Pyspark custom accumulators

I was trying to run this program as an example of custom accumulators in pyspark. I am getting the error 'int is not iterable'. I cannot resolve this. Can someone please help me with this.

import findspark
findspark.init()
from pyspark import AccumulatorParam, SparkContext
sc = SparkContext('local','local')

rdd = sc.parallelize(xrange(10))

class SAP(AccumulatorParam):
    def zero(self, initialValue):
        s=set()
        s.add(initialValue)
        return s
    def addInPlace(self, v1, v2):

        return v1.union(v2)



ids_seen = sc.accumulator(0, SAP())
def inc(x):
    global ids_seen
    ids_seen += x
    return x

rdd.foreach(inc)

Solution

In terms of types addInPlace is (R, R) => R and zero is (R) => R.

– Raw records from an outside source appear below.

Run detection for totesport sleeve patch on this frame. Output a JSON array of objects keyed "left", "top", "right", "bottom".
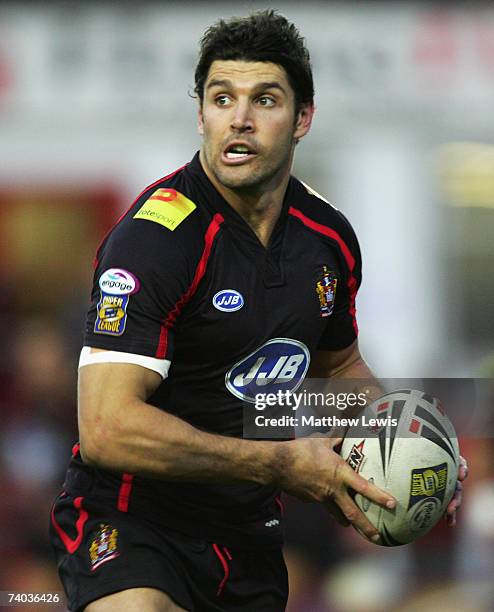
[{"left": 133, "top": 188, "right": 196, "bottom": 231}]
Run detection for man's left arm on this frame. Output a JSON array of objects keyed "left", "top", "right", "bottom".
[{"left": 309, "top": 340, "right": 468, "bottom": 526}]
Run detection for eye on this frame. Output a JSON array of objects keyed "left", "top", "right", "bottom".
[
  {"left": 215, "top": 95, "right": 232, "bottom": 106},
  {"left": 257, "top": 96, "right": 275, "bottom": 107}
]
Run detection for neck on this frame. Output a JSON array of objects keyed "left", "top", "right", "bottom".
[{"left": 199, "top": 150, "right": 292, "bottom": 247}]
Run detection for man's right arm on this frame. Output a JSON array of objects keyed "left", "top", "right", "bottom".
[
  {"left": 79, "top": 356, "right": 395, "bottom": 543},
  {"left": 79, "top": 358, "right": 280, "bottom": 485}
]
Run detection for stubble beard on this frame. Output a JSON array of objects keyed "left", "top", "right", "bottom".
[{"left": 205, "top": 137, "right": 295, "bottom": 195}]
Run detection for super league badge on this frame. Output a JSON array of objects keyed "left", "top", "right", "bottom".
[
  {"left": 89, "top": 523, "right": 120, "bottom": 571},
  {"left": 94, "top": 293, "right": 129, "bottom": 336},
  {"left": 316, "top": 266, "right": 337, "bottom": 317},
  {"left": 94, "top": 268, "right": 140, "bottom": 336}
]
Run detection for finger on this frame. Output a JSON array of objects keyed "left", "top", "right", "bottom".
[
  {"left": 327, "top": 426, "right": 348, "bottom": 440},
  {"left": 446, "top": 481, "right": 463, "bottom": 516},
  {"left": 458, "top": 456, "right": 469, "bottom": 481},
  {"left": 446, "top": 509, "right": 457, "bottom": 527},
  {"left": 335, "top": 491, "right": 380, "bottom": 542},
  {"left": 327, "top": 437, "right": 344, "bottom": 448},
  {"left": 324, "top": 499, "right": 350, "bottom": 527},
  {"left": 340, "top": 463, "right": 396, "bottom": 509}
]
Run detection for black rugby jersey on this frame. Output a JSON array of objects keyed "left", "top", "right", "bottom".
[{"left": 71, "top": 152, "right": 362, "bottom": 549}]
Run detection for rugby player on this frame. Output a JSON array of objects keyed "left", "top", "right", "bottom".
[{"left": 50, "top": 11, "right": 467, "bottom": 611}]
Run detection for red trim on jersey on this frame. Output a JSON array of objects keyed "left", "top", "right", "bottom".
[
  {"left": 156, "top": 213, "right": 224, "bottom": 358},
  {"left": 117, "top": 473, "right": 134, "bottom": 512},
  {"left": 223, "top": 546, "right": 232, "bottom": 561},
  {"left": 288, "top": 206, "right": 359, "bottom": 335},
  {"left": 213, "top": 543, "right": 231, "bottom": 596},
  {"left": 149, "top": 195, "right": 177, "bottom": 203},
  {"left": 51, "top": 496, "right": 88, "bottom": 554},
  {"left": 71, "top": 442, "right": 80, "bottom": 457},
  {"left": 93, "top": 164, "right": 187, "bottom": 269},
  {"left": 275, "top": 495, "right": 285, "bottom": 515}
]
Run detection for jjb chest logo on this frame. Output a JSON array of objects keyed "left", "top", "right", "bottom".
[
  {"left": 213, "top": 289, "right": 244, "bottom": 312},
  {"left": 225, "top": 338, "right": 310, "bottom": 403}
]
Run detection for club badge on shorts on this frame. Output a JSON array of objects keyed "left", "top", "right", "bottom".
[
  {"left": 89, "top": 523, "right": 120, "bottom": 571},
  {"left": 316, "top": 266, "right": 337, "bottom": 317}
]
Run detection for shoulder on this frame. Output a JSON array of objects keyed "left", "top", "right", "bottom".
[
  {"left": 131, "top": 163, "right": 197, "bottom": 233},
  {"left": 96, "top": 161, "right": 218, "bottom": 268},
  {"left": 288, "top": 177, "right": 361, "bottom": 267},
  {"left": 122, "top": 162, "right": 206, "bottom": 240}
]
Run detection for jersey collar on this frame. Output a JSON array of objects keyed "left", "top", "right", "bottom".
[{"left": 185, "top": 151, "right": 293, "bottom": 254}]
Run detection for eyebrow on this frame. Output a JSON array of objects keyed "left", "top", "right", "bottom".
[{"left": 206, "top": 79, "right": 287, "bottom": 95}]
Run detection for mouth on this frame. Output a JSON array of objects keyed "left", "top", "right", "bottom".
[{"left": 221, "top": 142, "right": 258, "bottom": 165}]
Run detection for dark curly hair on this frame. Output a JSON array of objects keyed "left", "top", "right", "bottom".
[{"left": 194, "top": 10, "right": 314, "bottom": 113}]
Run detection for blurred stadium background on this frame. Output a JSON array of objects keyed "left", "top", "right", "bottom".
[{"left": 0, "top": 1, "right": 493, "bottom": 610}]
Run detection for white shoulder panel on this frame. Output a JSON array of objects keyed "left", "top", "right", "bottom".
[{"left": 300, "top": 180, "right": 338, "bottom": 210}]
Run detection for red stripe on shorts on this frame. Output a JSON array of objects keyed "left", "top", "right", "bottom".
[
  {"left": 117, "top": 473, "right": 134, "bottom": 512},
  {"left": 51, "top": 496, "right": 88, "bottom": 554}
]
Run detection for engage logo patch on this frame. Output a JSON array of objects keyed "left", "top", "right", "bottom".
[
  {"left": 99, "top": 268, "right": 140, "bottom": 295},
  {"left": 225, "top": 338, "right": 310, "bottom": 403}
]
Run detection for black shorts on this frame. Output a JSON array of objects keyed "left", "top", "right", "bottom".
[{"left": 49, "top": 491, "right": 288, "bottom": 612}]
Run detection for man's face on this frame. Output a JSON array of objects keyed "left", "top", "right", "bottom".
[{"left": 198, "top": 60, "right": 313, "bottom": 193}]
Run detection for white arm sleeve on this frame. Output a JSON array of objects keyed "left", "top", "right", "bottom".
[{"left": 78, "top": 346, "right": 171, "bottom": 379}]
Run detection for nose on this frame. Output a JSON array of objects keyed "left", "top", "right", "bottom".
[{"left": 231, "top": 99, "right": 254, "bottom": 132}]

The initial value should be of the same type as the type you expect in the accumulator so you have to initialize Accumulator with set:

ids_seen = sc.accumulator(set(), SAP())

ids_seen = sc.accumulator({0}, SAP())

and zero should be:

def zero(self, initialValue):
    return initialValue.copy()

Finally inc should add a set:

def inc(x):
    global ids_seen
    ids_seen += {x}
    return x